The beginning chapters of Desperation might seem to be an exploration in past successes. Stephen King has take a young, gifted child (as in The Shining
), a writer afraid of losing his artistic worth (Misery
, The Dark Half
), a psychotic cop (The Dead Zone
, Rose Madder
), and a small town in which everthing's suddenly gone wrong (‘Salem’s Lot
, among many others), and thrown them all together to see what would happen. Readers may sense that King's newest is just a rehash of the old.
But those readers would be wrong. Desperation is unlike any novel King has ever written, and is perhaps one of his most ambitious achievements.

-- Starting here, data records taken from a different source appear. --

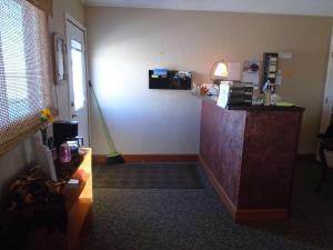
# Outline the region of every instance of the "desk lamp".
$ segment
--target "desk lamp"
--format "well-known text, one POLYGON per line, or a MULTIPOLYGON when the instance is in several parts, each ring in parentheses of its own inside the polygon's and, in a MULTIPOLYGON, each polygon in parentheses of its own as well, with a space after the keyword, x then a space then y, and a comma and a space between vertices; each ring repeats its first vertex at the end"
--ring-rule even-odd
POLYGON ((226 80, 228 78, 228 67, 226 63, 221 60, 216 61, 211 71, 211 79, 213 80, 214 84, 220 84, 221 80, 226 80))
POLYGON ((219 94, 219 87, 222 80, 226 80, 228 78, 228 67, 223 60, 216 61, 211 70, 210 78, 213 81, 209 88, 209 93, 211 96, 219 94))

The novel concerns the small desert mining town of Desperation, Nevada (a long cry from the New England in which he usually dwells). The town should be booming: the mining corporation in Desperation has recently discovered a new way to drudge copper from old mines, creating dozens of new jobs and boosting the local economy. But the town is far from booming. The town is completely dead. Well, maybe not completely. But as the travellers who accidentally veer into the path of Desperation discover, a ghost town would have been a million times better. The small group trapped in Desperation gradually learn that a recent mining expedition has uncovered something sinister: an old well which has for over a hundred years been the prison of an evil force known as Tak, a type of dicorperal demon that feeds off the living energy of humans. Now Tak is free, and seeks to inhabit the bodies of the surviving residents, causing mayhem and mass destruction wherever it chooses. But one of the prisoners of Desperation is David Carver, an eleven year old boy who has a special relationship with God. And God, like Tak, must work through people to do His will, no matter how cruel it might seem. It is through David that all hope of escape relies, and it is with God that all the sins of Desperation must be resolved. A remarkable and entirely unique novel, Desperation is Stephen King at his strongest. His down-and-out scariest novel since The Dark Half
, he literally packs the novel with ominous armies of coyotes, spiders, and scorpions. Though terrifying, here King is reliant more on the Bible than Lovecraft or Poe, and he rises to the task with ease. A tale of hope and horror, of revulsion and revelation, King's latest will leave you desperate for more.